I go back to my previous intervention when I queried the letter that we got as a result of the first day in Committee, which I think misinterpreted the way this subsection works. It is clear to me that, in deciding whether you are allowed to deregulate, you have to look at all the previous regulations made under this section within that subject area and decide whether your particular regulation plus all those adds up to something deregulatory.

It is going to get challenged in judicial review. If you give a water company a couple of hundred million quid fine for dumping turds in the Thames, you will find that its lawyers look at opportunities. Through this section we have introduced so much vagueness, such widespread uncertainty, that whether the regulation is in any way valid can be questioned at enormous length—including, as the noble Baroness, Lady Chapman, says: what is the subject area? Has the Minister got it right? Should it have been narrower? Should it have been larger? What is the right way of measuring these things, of all the things that can be taken into account in regulatory burden? Have they been weighed correctly?

It is total apples and pears mathematics anyway. How on earth do you summon these things to produce a single-digit answer? There is no formula in here as to how you can weigh an obstacle to trade and innovation against an administrative inconvenience. There is no way you can use this clause to arrive at a safe answer. The Government will never know—because of Clause 15(5)—whether any legislation that they have passed through Clause 15 is valid. It will be open to endless challenge. Because of that, in deciding whether to bring forward regulations under this clause, civil servants will have to go through the most enormously detailed and tiresome exercise to discover whether they will be able to make this balance work. That must add hugely to the delays.

I entirely appreciate what my noble friend on the Front Bench said on our previous day in Committee: that the Government want to get on with this and that he has his suspicions—which I hope do not embrace me—that there are people who do not want him to get on with it quite as quickly as he would like. I want these things to happen with speed and accuracy but the work that will have to go in to satisfy Clause 15(5) is huge, and an enormous diversion of effort away from the purposes of this Bill.

As the noble Lord, Lord Clement-Jones, pointed out, the only way of avoiding it is to introduce some whacking bit of deregulation smack in the middle of the most important subject areas, such as—let us take the environment since that is something I am heavily involved in—some enormous bit of environmental deregulation; then you know that you are safe because the rest of it cannot add up to excessive regulation.

We have been promised that that is not going to happen, in any segment of the Bill, so that is not open to the Government. They will have to weigh these little changes, pluses and minuses, in detail, every single time—to achieve what? As I said, to achieve nothing, because all of this is totally in the Government’s control. They can choose whether a particular instrument increases or decreases the regulatory burden and they will do it all within their term in office. There is absolutely no net benefit at the end of the day for all the work, difficulty and uncertainty of this, except that it will reduce the chances that my noble friend will achieve what he says are his objectives.

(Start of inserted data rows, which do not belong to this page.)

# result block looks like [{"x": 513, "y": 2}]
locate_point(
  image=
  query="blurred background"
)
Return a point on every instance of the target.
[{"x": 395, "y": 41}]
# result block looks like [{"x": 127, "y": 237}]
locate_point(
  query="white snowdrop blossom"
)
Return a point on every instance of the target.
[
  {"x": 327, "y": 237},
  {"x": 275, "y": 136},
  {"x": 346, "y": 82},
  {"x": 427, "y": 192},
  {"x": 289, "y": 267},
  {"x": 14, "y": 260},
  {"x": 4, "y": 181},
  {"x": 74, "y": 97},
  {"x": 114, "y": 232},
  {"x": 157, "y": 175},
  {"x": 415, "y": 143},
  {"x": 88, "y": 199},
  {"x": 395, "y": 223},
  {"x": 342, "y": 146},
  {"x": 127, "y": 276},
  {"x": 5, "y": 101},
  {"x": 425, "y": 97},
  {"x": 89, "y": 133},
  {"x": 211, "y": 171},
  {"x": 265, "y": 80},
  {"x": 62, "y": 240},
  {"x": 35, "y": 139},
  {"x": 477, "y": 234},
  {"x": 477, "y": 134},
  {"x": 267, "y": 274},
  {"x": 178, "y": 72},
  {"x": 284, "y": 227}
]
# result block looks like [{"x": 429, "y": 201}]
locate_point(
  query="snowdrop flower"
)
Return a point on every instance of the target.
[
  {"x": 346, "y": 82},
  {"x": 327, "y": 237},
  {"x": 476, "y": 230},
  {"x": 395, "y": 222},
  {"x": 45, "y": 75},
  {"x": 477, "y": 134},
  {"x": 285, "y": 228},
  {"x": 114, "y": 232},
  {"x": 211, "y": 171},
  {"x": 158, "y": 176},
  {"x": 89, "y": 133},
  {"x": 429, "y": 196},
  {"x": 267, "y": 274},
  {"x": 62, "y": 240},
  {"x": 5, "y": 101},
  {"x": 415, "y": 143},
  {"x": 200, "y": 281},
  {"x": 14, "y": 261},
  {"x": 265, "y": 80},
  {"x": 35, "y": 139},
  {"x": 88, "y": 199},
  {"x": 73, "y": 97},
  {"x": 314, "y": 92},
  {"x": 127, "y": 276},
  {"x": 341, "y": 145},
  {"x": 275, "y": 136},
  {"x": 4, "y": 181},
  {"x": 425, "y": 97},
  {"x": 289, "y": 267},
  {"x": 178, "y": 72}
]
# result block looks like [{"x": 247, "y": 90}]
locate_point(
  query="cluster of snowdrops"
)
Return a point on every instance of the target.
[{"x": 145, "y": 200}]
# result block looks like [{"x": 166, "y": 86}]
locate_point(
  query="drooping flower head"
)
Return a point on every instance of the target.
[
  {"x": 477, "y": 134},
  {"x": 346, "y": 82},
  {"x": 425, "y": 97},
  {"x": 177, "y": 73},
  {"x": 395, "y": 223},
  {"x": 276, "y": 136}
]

Of course, I am well used to getting things wrong in this House, and it may well be that I have here. In that case, I have Amendment 134, which mimics Clause 15(5) and says, “If you’re going to do this and we’re going to have declaratory legislation, then let’s do it for the environment”. Let us put in this Bill the promises the Government have made in front of us in this Committee about their environmental legislation, and then we can all be comfortable and spend the rest of the decade challenging their interpretation of that.